Conclui-se deste estudo que a tecnologia é, ou pode ser, o terreno do impensado, do aleatório e do inesperado, constituindo-se como elo de ligação entre a experimentação, a plasticidade e a imaginação cega de que se alimenta a arte. A atenção — fascinada ou desfascinada — dispensada pela arte às suas máquinas e respectivos mecanismos de indeterminação define assim, em termos operativos, um dos mais importantes elementos distintivos da presença do acaso na prática artística actual.
ABSTRACT
Blind Imagination:
Mechanisms of Indetermination in Contemporary Artistic Practice
This is a study about a certain unthought in art which is associated with the presence of chance and indetermination. Its subject is therefore the instant in which the artist’s intention and the precision of his tools cease to define the predictability of his own actions — even if only as a gesture of enunciation or artificialisation of chance. Focusing on those visual arts that bring together random elements and planned actions, unpredictability and determinism, chance and control, we try to question the aporetic nature of an aesthetic game that combines absolute surprise with its methodological and processual anticipation.
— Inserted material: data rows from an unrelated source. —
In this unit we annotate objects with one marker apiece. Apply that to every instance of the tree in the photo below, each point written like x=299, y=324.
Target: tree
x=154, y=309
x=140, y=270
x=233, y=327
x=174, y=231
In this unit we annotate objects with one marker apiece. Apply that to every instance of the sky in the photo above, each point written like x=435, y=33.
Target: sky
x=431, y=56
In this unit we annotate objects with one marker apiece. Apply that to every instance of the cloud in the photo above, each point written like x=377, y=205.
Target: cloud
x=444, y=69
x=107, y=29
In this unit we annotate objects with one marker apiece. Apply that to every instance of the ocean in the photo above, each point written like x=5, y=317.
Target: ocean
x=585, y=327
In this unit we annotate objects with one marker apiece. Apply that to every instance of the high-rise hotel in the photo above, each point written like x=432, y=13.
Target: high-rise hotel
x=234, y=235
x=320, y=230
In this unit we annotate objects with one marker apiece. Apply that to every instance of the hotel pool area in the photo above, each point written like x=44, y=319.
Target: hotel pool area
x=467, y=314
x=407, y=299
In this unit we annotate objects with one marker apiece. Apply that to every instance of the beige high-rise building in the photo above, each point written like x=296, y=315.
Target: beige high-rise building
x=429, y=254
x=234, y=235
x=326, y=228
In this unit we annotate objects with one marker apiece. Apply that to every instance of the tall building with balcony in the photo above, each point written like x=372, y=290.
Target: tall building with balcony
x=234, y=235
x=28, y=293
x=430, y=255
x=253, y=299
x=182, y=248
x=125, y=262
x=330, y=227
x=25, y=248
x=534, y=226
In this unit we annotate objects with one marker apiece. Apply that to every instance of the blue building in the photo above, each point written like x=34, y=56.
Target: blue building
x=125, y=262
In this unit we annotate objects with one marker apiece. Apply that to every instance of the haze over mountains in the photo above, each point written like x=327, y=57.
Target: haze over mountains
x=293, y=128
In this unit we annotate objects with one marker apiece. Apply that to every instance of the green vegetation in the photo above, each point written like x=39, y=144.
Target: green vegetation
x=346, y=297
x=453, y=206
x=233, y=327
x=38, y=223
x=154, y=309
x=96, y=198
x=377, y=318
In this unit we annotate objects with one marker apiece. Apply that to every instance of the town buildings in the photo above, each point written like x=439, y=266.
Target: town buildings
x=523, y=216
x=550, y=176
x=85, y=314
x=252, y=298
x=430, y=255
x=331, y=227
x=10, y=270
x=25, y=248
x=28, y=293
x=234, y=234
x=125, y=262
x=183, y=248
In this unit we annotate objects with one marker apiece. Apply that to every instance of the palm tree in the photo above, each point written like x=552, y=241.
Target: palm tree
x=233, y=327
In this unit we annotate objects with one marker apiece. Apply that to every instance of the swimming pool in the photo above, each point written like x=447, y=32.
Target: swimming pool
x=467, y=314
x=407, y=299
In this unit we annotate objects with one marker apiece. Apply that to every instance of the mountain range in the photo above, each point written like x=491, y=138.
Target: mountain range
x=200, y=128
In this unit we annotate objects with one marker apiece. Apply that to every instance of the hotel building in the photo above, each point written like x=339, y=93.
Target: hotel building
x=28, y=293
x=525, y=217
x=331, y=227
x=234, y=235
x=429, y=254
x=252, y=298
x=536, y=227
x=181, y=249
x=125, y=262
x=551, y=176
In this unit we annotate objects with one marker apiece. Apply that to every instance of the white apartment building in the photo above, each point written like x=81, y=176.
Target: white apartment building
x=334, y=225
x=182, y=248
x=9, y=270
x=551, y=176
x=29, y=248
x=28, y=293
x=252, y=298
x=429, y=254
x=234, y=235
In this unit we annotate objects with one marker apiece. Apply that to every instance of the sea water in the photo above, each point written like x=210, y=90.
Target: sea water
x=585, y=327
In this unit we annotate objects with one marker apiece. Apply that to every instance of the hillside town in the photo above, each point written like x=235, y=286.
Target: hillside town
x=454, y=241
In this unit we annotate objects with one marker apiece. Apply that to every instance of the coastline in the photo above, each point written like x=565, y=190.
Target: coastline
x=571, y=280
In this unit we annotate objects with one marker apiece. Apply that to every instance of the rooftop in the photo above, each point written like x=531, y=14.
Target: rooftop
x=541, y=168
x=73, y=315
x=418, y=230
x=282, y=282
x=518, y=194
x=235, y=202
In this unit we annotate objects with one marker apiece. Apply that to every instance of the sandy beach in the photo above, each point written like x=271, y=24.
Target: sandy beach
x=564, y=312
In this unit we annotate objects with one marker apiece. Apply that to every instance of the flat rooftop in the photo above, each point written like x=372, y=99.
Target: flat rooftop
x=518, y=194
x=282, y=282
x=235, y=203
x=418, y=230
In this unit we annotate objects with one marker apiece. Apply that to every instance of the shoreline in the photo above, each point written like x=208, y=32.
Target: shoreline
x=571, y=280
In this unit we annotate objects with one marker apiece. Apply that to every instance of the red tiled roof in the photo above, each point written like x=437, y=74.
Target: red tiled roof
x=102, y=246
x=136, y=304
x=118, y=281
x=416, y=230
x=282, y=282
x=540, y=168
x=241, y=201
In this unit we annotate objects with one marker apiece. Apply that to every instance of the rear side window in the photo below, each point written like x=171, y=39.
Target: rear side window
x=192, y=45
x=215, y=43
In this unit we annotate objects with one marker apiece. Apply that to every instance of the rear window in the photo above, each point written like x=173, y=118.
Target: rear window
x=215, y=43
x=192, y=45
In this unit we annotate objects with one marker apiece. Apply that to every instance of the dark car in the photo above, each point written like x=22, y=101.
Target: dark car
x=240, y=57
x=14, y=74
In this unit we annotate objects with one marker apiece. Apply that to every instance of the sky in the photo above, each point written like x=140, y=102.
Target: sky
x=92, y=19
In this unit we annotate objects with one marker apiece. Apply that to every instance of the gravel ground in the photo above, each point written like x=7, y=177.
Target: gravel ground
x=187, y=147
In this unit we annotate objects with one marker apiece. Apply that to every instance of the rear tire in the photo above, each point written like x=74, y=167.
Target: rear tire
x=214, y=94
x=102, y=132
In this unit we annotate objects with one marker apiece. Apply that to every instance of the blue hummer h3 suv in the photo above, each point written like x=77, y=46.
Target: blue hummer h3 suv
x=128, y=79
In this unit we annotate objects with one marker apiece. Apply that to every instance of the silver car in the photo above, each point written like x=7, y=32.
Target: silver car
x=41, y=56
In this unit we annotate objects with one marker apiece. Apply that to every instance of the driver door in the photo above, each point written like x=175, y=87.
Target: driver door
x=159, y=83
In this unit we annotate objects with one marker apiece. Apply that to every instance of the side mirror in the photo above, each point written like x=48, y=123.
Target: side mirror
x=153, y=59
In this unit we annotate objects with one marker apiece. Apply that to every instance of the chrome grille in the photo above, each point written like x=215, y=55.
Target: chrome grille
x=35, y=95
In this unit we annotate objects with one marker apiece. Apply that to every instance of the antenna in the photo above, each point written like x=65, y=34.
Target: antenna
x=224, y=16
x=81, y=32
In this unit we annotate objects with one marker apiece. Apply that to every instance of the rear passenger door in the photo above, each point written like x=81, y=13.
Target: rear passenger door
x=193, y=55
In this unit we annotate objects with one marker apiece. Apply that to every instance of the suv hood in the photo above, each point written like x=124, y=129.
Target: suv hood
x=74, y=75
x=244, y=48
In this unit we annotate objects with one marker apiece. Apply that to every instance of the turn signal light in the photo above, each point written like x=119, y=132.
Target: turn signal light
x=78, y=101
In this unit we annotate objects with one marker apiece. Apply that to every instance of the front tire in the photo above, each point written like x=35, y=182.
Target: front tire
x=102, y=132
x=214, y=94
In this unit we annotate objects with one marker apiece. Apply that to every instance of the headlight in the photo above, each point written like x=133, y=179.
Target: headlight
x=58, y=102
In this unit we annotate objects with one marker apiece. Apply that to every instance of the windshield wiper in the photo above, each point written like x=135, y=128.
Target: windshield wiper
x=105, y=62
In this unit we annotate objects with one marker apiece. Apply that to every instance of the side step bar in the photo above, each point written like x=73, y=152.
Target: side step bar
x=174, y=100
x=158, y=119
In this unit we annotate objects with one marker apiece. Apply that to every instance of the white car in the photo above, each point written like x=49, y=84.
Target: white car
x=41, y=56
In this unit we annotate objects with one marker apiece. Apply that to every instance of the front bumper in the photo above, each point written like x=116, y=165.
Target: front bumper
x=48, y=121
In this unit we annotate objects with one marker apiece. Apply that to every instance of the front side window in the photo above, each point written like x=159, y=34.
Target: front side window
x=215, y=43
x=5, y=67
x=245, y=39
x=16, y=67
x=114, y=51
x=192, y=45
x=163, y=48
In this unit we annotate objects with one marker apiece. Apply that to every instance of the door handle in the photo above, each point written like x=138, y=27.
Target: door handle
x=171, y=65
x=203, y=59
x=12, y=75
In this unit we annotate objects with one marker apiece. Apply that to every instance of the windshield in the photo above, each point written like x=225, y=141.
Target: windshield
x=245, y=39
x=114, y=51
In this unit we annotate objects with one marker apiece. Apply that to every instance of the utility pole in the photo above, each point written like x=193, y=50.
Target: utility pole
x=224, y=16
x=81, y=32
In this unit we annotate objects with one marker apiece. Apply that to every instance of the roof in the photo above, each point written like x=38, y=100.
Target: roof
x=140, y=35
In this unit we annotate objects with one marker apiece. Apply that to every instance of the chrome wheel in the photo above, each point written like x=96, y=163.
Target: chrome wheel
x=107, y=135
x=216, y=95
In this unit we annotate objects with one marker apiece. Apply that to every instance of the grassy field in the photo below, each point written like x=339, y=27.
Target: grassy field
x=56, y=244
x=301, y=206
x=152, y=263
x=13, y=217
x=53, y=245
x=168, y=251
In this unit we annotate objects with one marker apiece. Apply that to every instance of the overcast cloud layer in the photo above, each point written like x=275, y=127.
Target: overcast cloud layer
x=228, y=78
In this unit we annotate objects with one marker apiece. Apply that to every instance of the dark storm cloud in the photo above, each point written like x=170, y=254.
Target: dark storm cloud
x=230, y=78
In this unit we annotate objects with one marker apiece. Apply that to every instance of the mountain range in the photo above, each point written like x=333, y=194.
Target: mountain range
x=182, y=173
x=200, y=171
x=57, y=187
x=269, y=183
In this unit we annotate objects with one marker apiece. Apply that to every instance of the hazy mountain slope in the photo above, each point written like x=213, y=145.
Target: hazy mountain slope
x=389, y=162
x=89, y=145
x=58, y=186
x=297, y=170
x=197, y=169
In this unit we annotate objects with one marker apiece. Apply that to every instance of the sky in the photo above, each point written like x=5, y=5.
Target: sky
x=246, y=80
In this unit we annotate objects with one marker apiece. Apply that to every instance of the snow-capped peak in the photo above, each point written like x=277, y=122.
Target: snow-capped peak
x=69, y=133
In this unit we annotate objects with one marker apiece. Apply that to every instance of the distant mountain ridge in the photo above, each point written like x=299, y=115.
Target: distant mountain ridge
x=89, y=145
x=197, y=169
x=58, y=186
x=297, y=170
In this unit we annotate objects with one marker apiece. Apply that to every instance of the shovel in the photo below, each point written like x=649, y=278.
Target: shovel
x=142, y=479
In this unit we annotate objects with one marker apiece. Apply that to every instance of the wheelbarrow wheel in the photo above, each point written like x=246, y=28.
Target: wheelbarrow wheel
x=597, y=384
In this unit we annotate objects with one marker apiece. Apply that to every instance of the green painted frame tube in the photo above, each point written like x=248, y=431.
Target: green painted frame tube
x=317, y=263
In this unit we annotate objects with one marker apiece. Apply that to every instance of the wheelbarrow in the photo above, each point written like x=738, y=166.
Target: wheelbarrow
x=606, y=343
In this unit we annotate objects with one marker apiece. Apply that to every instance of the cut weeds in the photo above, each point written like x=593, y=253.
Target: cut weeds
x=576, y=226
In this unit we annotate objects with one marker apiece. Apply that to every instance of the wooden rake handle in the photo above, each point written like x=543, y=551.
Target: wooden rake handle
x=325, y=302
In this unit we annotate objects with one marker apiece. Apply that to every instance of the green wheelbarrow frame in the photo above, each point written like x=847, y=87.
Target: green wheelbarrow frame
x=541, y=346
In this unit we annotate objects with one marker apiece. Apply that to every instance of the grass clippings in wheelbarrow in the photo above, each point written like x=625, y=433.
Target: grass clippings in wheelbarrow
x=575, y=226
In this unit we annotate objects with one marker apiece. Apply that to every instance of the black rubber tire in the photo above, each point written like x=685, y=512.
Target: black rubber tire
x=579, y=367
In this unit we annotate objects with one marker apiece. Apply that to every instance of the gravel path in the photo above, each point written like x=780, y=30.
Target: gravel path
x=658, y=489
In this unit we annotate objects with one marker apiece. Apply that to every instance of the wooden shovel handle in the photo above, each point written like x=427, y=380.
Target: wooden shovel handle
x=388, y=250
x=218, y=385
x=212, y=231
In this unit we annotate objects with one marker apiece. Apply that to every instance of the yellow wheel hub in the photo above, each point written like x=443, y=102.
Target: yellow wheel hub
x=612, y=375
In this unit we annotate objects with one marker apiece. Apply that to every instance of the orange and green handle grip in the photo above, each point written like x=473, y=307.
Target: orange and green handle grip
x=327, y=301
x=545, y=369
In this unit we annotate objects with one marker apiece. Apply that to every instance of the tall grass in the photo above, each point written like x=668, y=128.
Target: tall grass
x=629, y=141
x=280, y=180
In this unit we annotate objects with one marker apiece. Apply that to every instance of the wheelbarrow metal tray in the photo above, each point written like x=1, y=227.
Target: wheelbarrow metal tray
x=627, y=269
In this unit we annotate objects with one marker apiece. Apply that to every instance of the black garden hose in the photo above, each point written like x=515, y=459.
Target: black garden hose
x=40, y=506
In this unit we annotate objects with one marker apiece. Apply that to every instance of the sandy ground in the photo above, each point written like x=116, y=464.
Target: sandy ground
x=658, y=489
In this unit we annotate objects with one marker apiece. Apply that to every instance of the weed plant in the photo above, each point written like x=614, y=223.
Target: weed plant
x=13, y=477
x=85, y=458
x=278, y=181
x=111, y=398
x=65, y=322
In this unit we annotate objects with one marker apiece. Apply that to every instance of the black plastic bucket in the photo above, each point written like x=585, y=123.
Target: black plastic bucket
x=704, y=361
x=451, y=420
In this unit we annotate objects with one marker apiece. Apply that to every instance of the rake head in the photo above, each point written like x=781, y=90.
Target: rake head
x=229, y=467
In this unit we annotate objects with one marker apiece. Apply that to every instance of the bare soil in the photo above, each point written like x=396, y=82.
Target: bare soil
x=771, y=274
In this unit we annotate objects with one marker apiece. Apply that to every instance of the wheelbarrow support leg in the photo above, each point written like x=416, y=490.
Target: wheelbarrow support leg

How should we approach the results of what is unthought and unexpected in art and its thought? What are the distinctive features in contemporary artistic practice of the presence of chance and indetermination in the processual mechanisms of art?
Assuming that art is something made from its own making, our first step is to propose the notion of almost-ideal game — based on a rereading of Deleuze — to define chance in art as operative, coordinating plasticity, experimentation and imagination as its motors. Blind imagination thus emerges simply as another name for the hesitant experimentation through which the unthought in art is accessed. As the operative blindness of art results from the unpredictability of its media, of its machines, the mechanisms of indetermination in artistic practice actually coincide with the specific machinic processes of aesthetic experimentation.
It is then suggested, in line with Agamben, that only in an era of ubiquitous technique can art radically think its media, making them (in)operative; consideration is also given to the principle of a pure mediality which is grounded on aesthetic experimentation or, in other words, to the principle of an art that shows itself capable of testing its media to the limit. Machinic dysfunctionality and the obsolescence of the media are thus two of the main ways of inducing that vertigo that makes things stutter and react unexpectedly and surprisingly. Embodying the almost perfect figure of a machine that produces and induces production — a machine of sharing and interference that the artist must not hamper or control, since important things always happen in a surprising way, never where we expect them —, we give the name technological unconscious to this degree of indetermination and surprise that is the reserve of any machine.
In response to the declared intention of focusing analysis on the genuine operative processes of doing-thinking in art, case studies are presented throughout the work, from the classical tradition of accidental images to Alexander Cozens or from August Strindberg to Duchamp, finally arriving at discussion on the problems posed by this thesis regarding the field of contemporary art.
It can be concluded from this study that technology offers, or can offer, fertile terrain for the unthought, for the random and for the unexpected, linking those vital ingredients of art which are experimentation, plasticity and blind imagination. The attention — fascinated or defascinated — paid by art to its machines and their mechanisms of indetermination thus defines, in operative terms, one of the most important distinctive features of the presence of chance in current artistic practice.